Governo busca melhorias na área de patrimônio e políticas culturais

O prefeito Zelinho e os secretários de Comunicação e Eventos, Sergio Rodrigo Reis, e de Planejamento, Antônio Odaque, se reuniram, na manhã desta quarta-feira, 26, com a ex-presidente do Instituto do Patrimônio Histórico e Artístico Nacional (IPHAN) e ex-coordenadora da UNESCO, Jurema Machado, para debater investimentos na área de patrimônio e políticas culturais. Também participou do encontro a assessora de Coordenação Governamental, Marta Bacharel. Em seguida, foram realizadas visitas ao Museu de Mineralogia e Arte Sacra e ao Parque Ecológico da Cachoeira.

Jurema Machado, que também é membro do Conselho Curador do Museu de Congonhas, irá auxiliar a Prefeitura, por meio da FUMCULT, na construção de políticas públicas e programas que valorizem a transversalidade entre a proteção e promoção do patrimônio cultural e as políticas de educação, desenvolvimento urbano e turismo. "Temos desafios importantes pela frente, em especial a complementação do sistema de museus, a melhoria da paisagem urbana e a acessibilidade. Temos um conjunto de desafios que têm, em comum, a valorização do patrimônio e da característica cultural da cidade. Fiz um levantamento e vou trazer proposições e soluções, além de buscar recursos de financiamento", completa.

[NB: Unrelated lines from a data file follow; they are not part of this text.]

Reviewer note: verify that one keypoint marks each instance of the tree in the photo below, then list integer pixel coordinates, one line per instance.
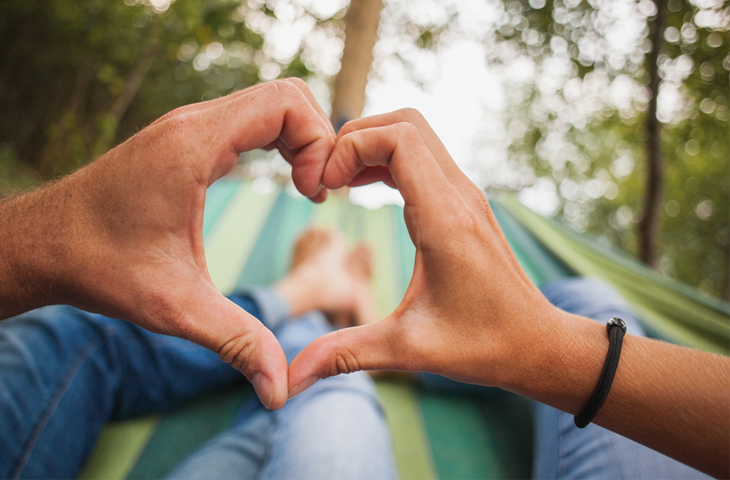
(361, 30)
(586, 131)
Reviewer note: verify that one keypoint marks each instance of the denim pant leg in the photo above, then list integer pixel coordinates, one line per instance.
(64, 373)
(335, 429)
(563, 450)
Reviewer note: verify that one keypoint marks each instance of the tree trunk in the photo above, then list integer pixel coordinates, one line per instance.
(104, 137)
(361, 32)
(649, 224)
(52, 150)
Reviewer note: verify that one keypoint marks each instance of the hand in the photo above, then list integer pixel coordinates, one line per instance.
(469, 309)
(470, 312)
(123, 236)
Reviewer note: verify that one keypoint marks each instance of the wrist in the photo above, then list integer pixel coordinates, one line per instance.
(33, 250)
(563, 362)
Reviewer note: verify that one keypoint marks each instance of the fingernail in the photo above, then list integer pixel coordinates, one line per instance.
(308, 382)
(264, 389)
(319, 189)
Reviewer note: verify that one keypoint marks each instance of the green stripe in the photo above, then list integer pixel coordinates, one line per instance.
(294, 220)
(230, 242)
(118, 447)
(410, 442)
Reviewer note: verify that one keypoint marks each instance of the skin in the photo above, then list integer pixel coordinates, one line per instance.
(470, 312)
(123, 236)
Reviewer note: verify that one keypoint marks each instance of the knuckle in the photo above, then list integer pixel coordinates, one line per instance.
(283, 87)
(298, 82)
(239, 352)
(407, 131)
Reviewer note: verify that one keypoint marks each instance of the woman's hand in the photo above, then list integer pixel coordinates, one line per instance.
(470, 312)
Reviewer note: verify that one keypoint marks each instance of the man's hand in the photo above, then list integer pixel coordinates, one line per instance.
(468, 299)
(123, 236)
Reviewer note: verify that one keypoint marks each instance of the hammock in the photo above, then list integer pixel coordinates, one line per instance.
(248, 236)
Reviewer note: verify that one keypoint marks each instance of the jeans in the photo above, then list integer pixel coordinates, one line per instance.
(64, 373)
(565, 451)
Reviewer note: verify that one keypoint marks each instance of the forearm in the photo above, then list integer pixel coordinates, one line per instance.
(32, 249)
(673, 399)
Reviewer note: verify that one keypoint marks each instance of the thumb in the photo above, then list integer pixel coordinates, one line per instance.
(242, 340)
(377, 346)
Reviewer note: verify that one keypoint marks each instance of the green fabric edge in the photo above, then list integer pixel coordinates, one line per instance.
(118, 447)
(674, 310)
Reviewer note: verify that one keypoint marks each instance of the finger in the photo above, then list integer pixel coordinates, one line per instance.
(371, 347)
(200, 106)
(277, 110)
(432, 141)
(241, 340)
(472, 194)
(373, 175)
(302, 85)
(399, 147)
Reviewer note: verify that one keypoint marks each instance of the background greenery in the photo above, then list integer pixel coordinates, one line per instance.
(79, 76)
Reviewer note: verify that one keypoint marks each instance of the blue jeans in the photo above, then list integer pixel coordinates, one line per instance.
(563, 450)
(64, 373)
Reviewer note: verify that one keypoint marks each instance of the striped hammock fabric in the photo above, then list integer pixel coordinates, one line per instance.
(248, 237)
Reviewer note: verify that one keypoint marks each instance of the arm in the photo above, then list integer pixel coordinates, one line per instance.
(123, 236)
(471, 313)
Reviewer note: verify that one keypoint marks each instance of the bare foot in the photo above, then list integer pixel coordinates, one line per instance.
(318, 278)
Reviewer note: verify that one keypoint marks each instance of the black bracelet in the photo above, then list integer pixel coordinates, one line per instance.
(616, 329)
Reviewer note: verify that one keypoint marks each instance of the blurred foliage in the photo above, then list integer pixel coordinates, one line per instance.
(79, 76)
(583, 133)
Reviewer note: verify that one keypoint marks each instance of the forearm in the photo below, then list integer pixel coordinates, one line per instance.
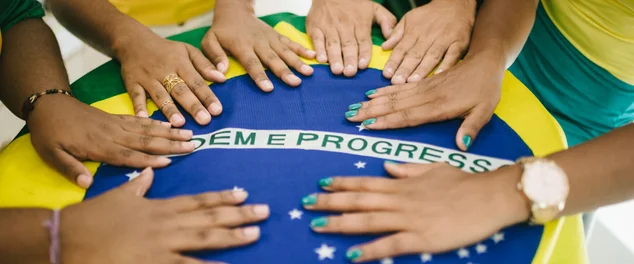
(30, 63)
(101, 25)
(501, 29)
(23, 236)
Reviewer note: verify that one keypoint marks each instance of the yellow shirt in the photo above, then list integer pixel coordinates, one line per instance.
(602, 30)
(163, 12)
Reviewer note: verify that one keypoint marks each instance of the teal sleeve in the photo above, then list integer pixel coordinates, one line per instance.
(14, 11)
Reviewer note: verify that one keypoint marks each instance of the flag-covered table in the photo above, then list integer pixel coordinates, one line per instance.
(278, 145)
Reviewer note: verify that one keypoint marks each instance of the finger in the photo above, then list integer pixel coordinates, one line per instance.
(183, 95)
(350, 50)
(431, 59)
(399, 244)
(291, 58)
(333, 48)
(139, 185)
(409, 170)
(160, 96)
(204, 201)
(278, 66)
(359, 223)
(318, 38)
(72, 168)
(351, 202)
(137, 95)
(453, 55)
(471, 126)
(385, 19)
(215, 238)
(254, 68)
(201, 90)
(227, 216)
(213, 50)
(397, 56)
(297, 48)
(395, 36)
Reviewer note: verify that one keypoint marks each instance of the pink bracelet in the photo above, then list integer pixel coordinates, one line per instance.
(53, 228)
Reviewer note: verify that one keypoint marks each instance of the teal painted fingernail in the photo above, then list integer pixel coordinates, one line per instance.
(325, 182)
(354, 106)
(352, 113)
(309, 200)
(353, 254)
(467, 141)
(319, 222)
(369, 121)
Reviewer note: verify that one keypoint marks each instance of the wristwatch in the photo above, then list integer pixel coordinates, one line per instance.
(545, 185)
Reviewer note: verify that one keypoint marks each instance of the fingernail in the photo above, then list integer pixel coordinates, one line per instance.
(266, 85)
(466, 140)
(84, 181)
(309, 200)
(251, 232)
(239, 195)
(261, 210)
(355, 106)
(215, 108)
(325, 182)
(352, 113)
(319, 222)
(353, 254)
(369, 121)
(176, 119)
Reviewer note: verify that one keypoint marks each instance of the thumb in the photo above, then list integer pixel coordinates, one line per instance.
(385, 19)
(139, 185)
(470, 128)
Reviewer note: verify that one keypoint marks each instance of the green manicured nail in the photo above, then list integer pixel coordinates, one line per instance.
(353, 254)
(369, 121)
(325, 182)
(467, 141)
(354, 106)
(309, 200)
(319, 222)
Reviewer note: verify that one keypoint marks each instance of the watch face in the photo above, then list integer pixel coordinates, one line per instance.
(545, 183)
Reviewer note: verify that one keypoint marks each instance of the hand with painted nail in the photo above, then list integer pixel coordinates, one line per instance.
(65, 131)
(427, 208)
(146, 66)
(255, 45)
(432, 34)
(341, 32)
(470, 90)
(123, 227)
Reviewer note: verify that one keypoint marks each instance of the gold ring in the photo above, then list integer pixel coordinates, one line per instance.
(165, 103)
(171, 81)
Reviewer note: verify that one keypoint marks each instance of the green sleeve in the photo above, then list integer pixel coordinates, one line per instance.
(14, 11)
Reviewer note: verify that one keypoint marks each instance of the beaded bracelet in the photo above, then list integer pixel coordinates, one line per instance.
(53, 228)
(29, 104)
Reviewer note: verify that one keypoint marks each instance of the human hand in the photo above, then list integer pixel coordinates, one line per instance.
(343, 28)
(254, 43)
(425, 36)
(146, 64)
(428, 208)
(65, 131)
(122, 227)
(470, 90)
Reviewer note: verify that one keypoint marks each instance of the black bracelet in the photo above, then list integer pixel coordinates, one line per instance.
(29, 104)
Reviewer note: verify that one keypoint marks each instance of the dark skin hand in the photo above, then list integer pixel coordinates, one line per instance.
(65, 131)
(132, 229)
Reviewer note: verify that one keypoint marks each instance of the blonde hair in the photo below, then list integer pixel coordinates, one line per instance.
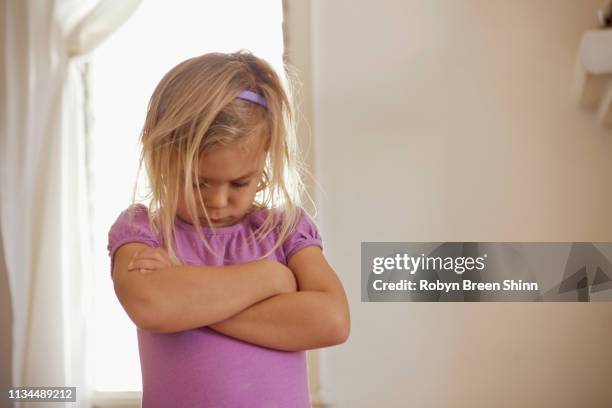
(194, 110)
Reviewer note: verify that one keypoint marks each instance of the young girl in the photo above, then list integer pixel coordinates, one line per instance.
(224, 274)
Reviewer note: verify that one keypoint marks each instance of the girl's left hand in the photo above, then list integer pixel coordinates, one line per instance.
(150, 259)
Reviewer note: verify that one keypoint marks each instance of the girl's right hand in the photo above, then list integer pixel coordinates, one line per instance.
(149, 260)
(282, 275)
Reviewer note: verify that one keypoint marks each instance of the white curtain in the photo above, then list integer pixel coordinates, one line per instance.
(45, 213)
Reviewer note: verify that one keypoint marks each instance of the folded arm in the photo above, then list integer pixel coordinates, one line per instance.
(182, 297)
(315, 316)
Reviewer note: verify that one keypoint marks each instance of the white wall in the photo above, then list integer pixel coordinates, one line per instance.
(452, 120)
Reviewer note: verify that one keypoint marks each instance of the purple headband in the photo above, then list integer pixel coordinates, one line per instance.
(253, 97)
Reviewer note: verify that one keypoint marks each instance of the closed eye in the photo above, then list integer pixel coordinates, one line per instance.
(234, 184)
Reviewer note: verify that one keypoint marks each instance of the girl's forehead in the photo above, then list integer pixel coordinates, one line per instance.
(231, 162)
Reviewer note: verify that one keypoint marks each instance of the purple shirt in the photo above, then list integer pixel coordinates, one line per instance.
(202, 367)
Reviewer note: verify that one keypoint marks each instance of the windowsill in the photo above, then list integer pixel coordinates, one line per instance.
(131, 399)
(126, 399)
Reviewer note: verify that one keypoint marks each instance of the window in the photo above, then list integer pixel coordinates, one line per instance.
(125, 70)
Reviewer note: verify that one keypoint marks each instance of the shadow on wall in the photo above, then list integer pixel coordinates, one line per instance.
(6, 325)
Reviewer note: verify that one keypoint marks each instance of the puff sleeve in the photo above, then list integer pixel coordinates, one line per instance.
(306, 234)
(122, 231)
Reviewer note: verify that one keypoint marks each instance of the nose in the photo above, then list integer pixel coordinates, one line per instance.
(215, 198)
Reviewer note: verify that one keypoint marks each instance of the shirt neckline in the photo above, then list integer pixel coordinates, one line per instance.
(218, 230)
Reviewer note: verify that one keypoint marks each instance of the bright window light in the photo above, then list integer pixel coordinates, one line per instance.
(125, 70)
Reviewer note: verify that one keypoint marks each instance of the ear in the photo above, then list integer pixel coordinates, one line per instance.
(264, 182)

A princípio, o projeto passa por cinco áreas de atuação: planejamento cultural; Museu da Mineralogia; consolidação do Museu de Congonhas; patrimônio cultural e educação; turismo e indicadores; e planejamento territorial e paisagem urbana.


Jurema explica que o Museu de Mineralogia e Arte Sacra, que está sendo reestruturado, é um acervo importante porque mostra a lógica do crescimento da cidade depois do ouro, com o crescimento da atividade mineradora. "Hoje cabe uma visão ampliada da relação da mineração com o meio ambiente, o território e o desenvolvimento. É o ponto de partida porque é o museu mais fragilizado que a cidade tem hoje, já que ele ainda não está adequado para exposição, e tem uma temática muito estimulante", explica.